Claire Kanja, Rothamsted Research and University of Nottingham, UK
“As one of the few members of my lab who commutes in, the return from lockdown has meant that I must consolidate my lab time to a few intense days rather than spread it throughout week which can be tough. On the other hand, working patterns are more flexible and, as someone who works better in the morning, I’ve taken advantage of getting into the lab super early to start my day. As a lab group, we have never communicated so much; co-ordinating watering or media prep via WhatsApp so we limit the travelling in for small tasks which benefits everyone.”
Luca Steel, Rothamsted Research and University of Nottingham, UK
“The biggest change for me post-lockdown has been the need for much more rigorous planning. Before lockdown I could adjust experimental plans daily, adding smaller ‘side experiments’ or trying new techniques suggested by nearby colleagues. However, our careful and safe return to the lab has come at the cost of flexibility. Our lab has introduced a booking system for bench space, to ensure everyone can access the lab when required whilst maintaining social distancing. This has worked well, but the need to pre-book rooms has meant I’ve had to be more organised with my experimental planning. Before beginning each experiment, I’ve drawn up a calendar to plan the length of time, equipment, and lab space required for each step – from media prep all the way to sampling. Although it sometimes feels long-winded, I hope it’ll be good training longer-term. By the time the need for social distancing is gone, I should be in a routine of thoroughly planning my lab work, which will be useful through the rest of my PhD and beyond.”

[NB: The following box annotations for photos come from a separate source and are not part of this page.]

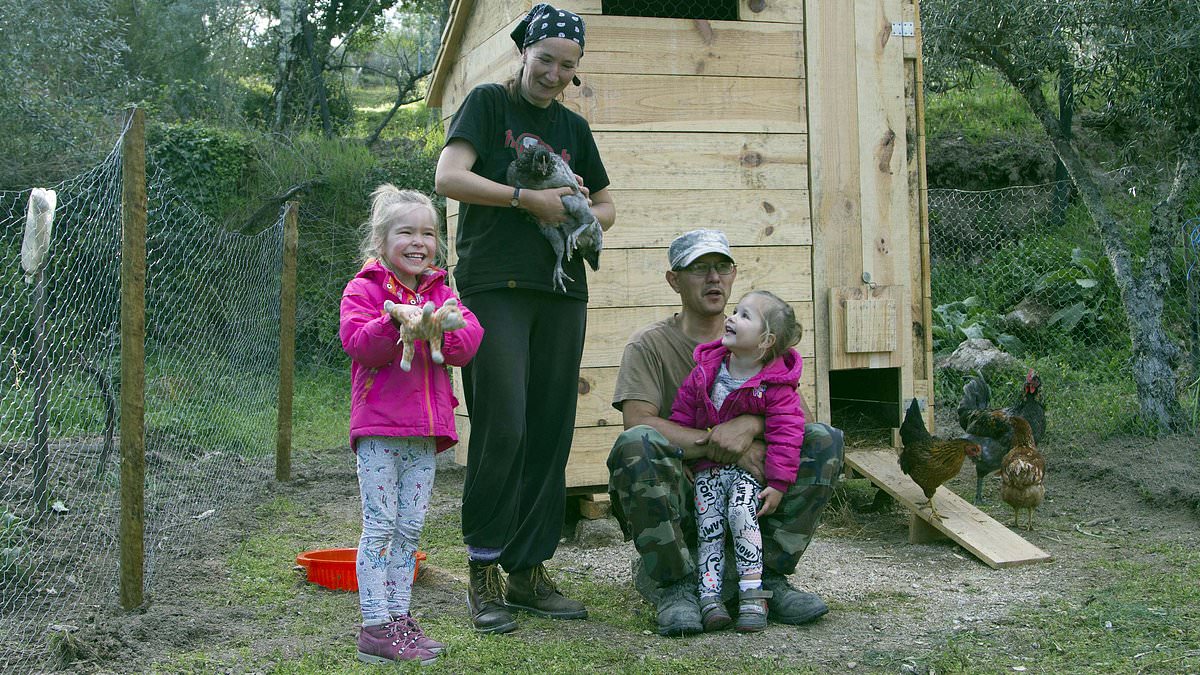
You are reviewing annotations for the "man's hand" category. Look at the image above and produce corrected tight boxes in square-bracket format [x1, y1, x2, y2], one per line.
[758, 488, 784, 518]
[737, 441, 767, 485]
[696, 414, 763, 464]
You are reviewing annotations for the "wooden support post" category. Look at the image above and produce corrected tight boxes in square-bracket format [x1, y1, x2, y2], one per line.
[275, 202, 300, 480]
[121, 108, 146, 609]
[32, 269, 50, 513]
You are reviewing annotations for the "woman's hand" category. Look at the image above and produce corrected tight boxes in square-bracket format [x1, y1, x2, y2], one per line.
[758, 488, 784, 518]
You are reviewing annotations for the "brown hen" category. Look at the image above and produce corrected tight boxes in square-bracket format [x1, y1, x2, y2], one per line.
[900, 399, 979, 520]
[1000, 417, 1046, 530]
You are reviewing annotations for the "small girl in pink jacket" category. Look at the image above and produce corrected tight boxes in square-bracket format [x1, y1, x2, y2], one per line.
[340, 184, 484, 664]
[671, 291, 804, 632]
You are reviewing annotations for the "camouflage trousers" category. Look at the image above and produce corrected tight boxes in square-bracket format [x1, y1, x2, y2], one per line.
[608, 423, 844, 595]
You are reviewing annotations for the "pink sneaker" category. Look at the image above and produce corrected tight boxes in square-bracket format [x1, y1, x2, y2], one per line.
[359, 621, 438, 665]
[391, 614, 446, 655]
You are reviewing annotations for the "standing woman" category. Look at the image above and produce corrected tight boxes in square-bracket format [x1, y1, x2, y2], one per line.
[436, 4, 616, 633]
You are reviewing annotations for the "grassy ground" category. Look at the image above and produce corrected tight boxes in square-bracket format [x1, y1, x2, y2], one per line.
[105, 429, 1200, 674]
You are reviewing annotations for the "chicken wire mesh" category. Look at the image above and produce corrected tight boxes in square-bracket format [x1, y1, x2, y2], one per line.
[0, 128, 282, 673]
[929, 181, 1200, 443]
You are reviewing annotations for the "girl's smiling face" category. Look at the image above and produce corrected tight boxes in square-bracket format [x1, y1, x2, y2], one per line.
[383, 207, 438, 291]
[721, 295, 770, 360]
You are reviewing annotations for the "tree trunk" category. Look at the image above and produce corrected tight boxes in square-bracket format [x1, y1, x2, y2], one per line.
[300, 4, 334, 138]
[271, 0, 296, 133]
[1050, 64, 1075, 227]
[996, 62, 1192, 431]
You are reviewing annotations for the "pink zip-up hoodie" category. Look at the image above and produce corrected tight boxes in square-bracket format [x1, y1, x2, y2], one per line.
[671, 340, 805, 492]
[338, 259, 484, 452]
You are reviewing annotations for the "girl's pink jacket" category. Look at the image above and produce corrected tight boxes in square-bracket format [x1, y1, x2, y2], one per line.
[338, 259, 484, 452]
[671, 340, 804, 492]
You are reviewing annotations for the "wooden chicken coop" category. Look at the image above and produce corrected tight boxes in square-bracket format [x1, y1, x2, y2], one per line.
[428, 0, 934, 485]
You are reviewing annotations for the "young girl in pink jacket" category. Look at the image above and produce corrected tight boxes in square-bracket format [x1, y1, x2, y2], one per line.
[340, 184, 484, 664]
[671, 291, 804, 632]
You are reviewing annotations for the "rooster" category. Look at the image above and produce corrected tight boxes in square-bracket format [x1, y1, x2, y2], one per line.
[508, 144, 604, 292]
[958, 370, 1046, 504]
[1000, 417, 1046, 530]
[900, 399, 979, 520]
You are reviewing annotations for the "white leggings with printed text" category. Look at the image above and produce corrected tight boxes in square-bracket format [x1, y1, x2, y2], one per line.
[696, 465, 762, 598]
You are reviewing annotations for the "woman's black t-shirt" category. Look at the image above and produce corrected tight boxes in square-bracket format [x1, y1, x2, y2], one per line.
[446, 84, 608, 300]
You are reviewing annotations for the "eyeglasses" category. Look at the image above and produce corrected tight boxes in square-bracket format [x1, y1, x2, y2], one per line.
[676, 261, 738, 276]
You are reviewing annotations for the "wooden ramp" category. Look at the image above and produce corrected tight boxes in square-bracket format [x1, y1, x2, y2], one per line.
[846, 450, 1051, 569]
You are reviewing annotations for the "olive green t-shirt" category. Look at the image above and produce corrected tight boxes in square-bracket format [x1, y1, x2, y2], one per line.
[612, 313, 700, 418]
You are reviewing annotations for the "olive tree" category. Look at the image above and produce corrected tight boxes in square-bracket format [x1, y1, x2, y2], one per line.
[922, 0, 1200, 430]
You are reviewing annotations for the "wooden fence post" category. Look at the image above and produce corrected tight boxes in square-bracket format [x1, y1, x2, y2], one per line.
[31, 257, 50, 513]
[121, 108, 146, 609]
[275, 202, 300, 480]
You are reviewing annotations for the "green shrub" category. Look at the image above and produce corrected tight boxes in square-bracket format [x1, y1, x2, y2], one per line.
[146, 123, 253, 222]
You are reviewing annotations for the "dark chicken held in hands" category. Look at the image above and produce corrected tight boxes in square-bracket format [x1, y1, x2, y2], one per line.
[508, 144, 604, 292]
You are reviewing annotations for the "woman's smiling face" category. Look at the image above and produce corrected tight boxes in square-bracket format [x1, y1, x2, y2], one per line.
[521, 37, 583, 108]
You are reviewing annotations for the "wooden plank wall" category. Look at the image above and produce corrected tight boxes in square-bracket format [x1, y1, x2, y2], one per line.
[437, 0, 820, 489]
[805, 0, 932, 427]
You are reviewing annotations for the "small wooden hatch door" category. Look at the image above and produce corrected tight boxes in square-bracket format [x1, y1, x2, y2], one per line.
[829, 286, 904, 370]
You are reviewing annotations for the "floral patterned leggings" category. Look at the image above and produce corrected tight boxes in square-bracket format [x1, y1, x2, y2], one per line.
[355, 436, 437, 626]
[696, 465, 762, 598]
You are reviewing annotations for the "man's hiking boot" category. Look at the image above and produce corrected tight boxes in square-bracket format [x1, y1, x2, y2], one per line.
[737, 589, 772, 633]
[505, 562, 588, 619]
[358, 621, 438, 665]
[467, 560, 517, 633]
[700, 596, 733, 633]
[762, 568, 829, 626]
[655, 577, 700, 638]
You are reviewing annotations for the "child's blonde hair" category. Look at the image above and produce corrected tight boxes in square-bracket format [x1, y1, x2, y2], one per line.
[359, 183, 446, 261]
[742, 291, 804, 364]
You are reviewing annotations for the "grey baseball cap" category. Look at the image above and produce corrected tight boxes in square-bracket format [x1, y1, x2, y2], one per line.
[667, 229, 733, 269]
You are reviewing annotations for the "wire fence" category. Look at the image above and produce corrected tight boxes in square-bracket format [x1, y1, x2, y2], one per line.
[929, 175, 1200, 442]
[0, 128, 282, 673]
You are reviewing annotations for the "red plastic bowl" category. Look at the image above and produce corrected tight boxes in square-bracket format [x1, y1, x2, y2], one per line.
[296, 549, 425, 591]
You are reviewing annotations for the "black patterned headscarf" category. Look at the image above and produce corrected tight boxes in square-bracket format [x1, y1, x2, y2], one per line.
[509, 2, 586, 86]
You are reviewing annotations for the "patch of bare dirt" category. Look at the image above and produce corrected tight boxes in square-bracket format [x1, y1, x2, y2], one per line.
[51, 426, 1200, 673]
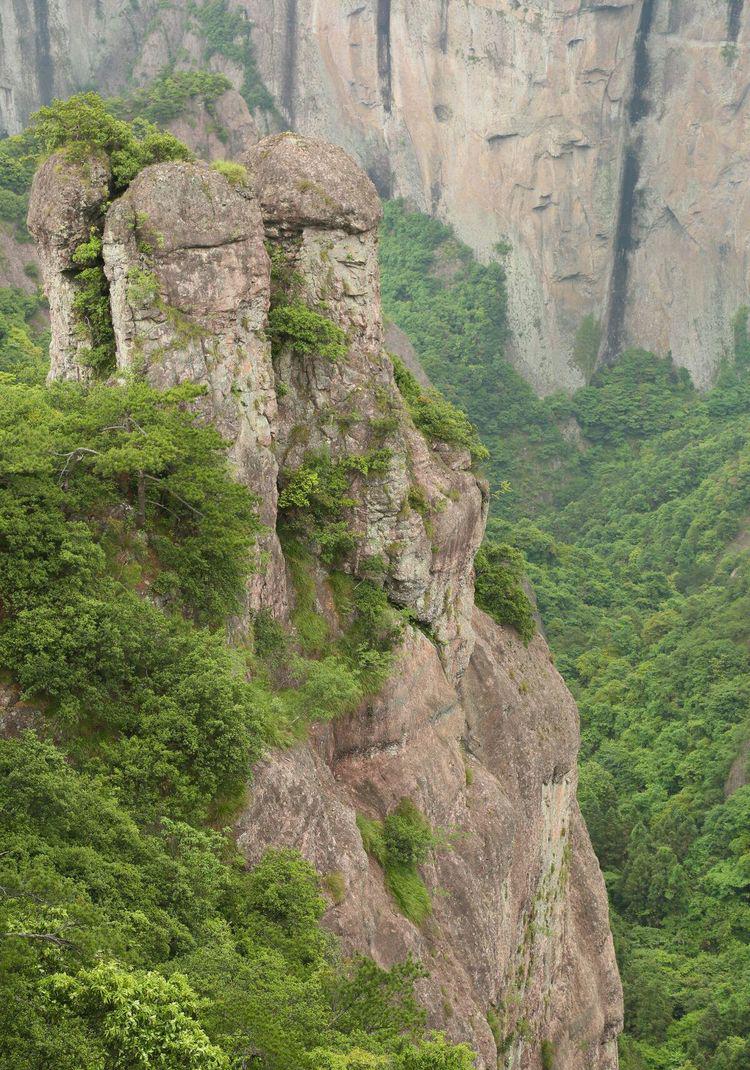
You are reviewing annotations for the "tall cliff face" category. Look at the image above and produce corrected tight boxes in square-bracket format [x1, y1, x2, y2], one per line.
[245, 0, 750, 392]
[5, 0, 750, 393]
[30, 135, 622, 1070]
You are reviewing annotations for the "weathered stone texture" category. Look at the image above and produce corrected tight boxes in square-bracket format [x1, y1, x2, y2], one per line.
[28, 153, 110, 380]
[238, 613, 622, 1070]
[29, 127, 622, 1070]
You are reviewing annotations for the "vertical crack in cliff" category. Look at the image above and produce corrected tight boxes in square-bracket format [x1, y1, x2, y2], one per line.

Laura Roehrig, University of Edinburgh/Scotland’s Rural College
“The pandemic hit me in the first year of my PhD studies, just after moving to Scotland. A year that is already challenging in itself but has been even more challenging due to the covid-19 pandemic. The most challenging aspect was organising training via virtual platforms, supervisor meetings and keeping the motivation high while uncertainty was affecting us all in different ways. Personally, the most important lesson was that instead of getting frustrated not being able to do experiments, I tried to develop new ideas, focus on literature reviews and several virtual training sessions. Instead of losing my ambition because of cancelled field trials, I used my daily walks to look for disease symptoms in other barley fields. Even though my PhD life has been turned upside down, I think the most important thing is to remind myself every day why I started a PhD in plant pathology and that a global pandemic won’t affect my dedication to it.”